Jennifer Dailey-O'Cain: Academic details


Current Academic Position:

I am an Emeritus Professor of German and Applied Linguistics in the Department of Modern Languages and Cultural Studies. I taught at the University of Alberta between 1997 and 2025.

Education:

I was educated in the United States, receiving bachelor's degrees in German and Linguistics at Michigan State University in East Lansing and a master's degree and a Ph.D. in Germanic Linguistics from the University of Michigan in Ann Arbor, USA. I taught German for six years at the University of Michigan during my graduate education before coming to the U of A.

Teaching:

During my teaching career, I mostly taught courses on German linguistics and applied linguistics, though sometimes I also teach German language courses. I also taught a introductory undergraduate course in English called Language and Power. I taught at all levels, from beginning undergraduate to advanced graduate, and I have supervised both honours undergraduate and graduate students working on all sorts of languages.

Past Research:

Although the bulk of my work has been on German, I have also done quite a bit of research on English, and continue that alongside my work on German. I have also done work on Dutch.
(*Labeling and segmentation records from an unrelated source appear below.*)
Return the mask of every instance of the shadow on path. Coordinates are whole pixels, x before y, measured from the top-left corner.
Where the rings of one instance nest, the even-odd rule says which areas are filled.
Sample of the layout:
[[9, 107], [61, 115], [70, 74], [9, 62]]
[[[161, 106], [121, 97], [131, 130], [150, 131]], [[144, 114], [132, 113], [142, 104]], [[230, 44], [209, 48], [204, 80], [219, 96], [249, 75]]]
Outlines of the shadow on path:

While I have worked within many different topic areas, methodologies and sociolinguistic traditions, and several different languages and dialects, a major interest that unifies everything I've done is the link between language use and larger societal phenomena like ideology, identity, and globalization.

Besides my doctoral dissertation on the perception of language variation in post-unification Germany, my past projects have included work on "Canadian raising" in the U.S. city of Ann Arbor, Michigan, the sociolinguistic distribution of and attitudes toward the discourse marker and quotative 'like' in U.S. English, language use among migrants from western to eastern Germany, code-switching in the advanced foreign-language classroom, and language, identity, and space among German-Canadians (the last three of these were joint projects with Dr Grit Liebscher from the University of Waterloo). My most recent completed project was a study of the differential use of English within online conversations of German youth on the one hand and Dutch youth on the other, and what these differences can tell us about language and globalization. The culmination of this project was a book entitled Trans-National English in Social Media Communities that was published in Palgrave MacMillan's Language and Globalization series in 2017.

Current Research:

My research continues in my retirement. My main current project, also a joint project with Dr Liebscher, was funded with an Insight Grant from SSHRC in 2021. It is concerned with the functions of English in the linguistic landscapes of two German cities (one in the west and one in the east), and young Germans' ideas about what using English in Germany is for. It is entitled "Ideologies of English in the linguistic landscape." I am also currently part of an international research group led by Dr Ulrike Schröder of the Universidade Federal de Minas Gerais (Brazil), which received a Research Development Fund grant from the Worldwide Universities Network (WUN) for collaborative work and scholarly exchange in 2019. That project is entitled "International communication in interaction: multimodal approaches."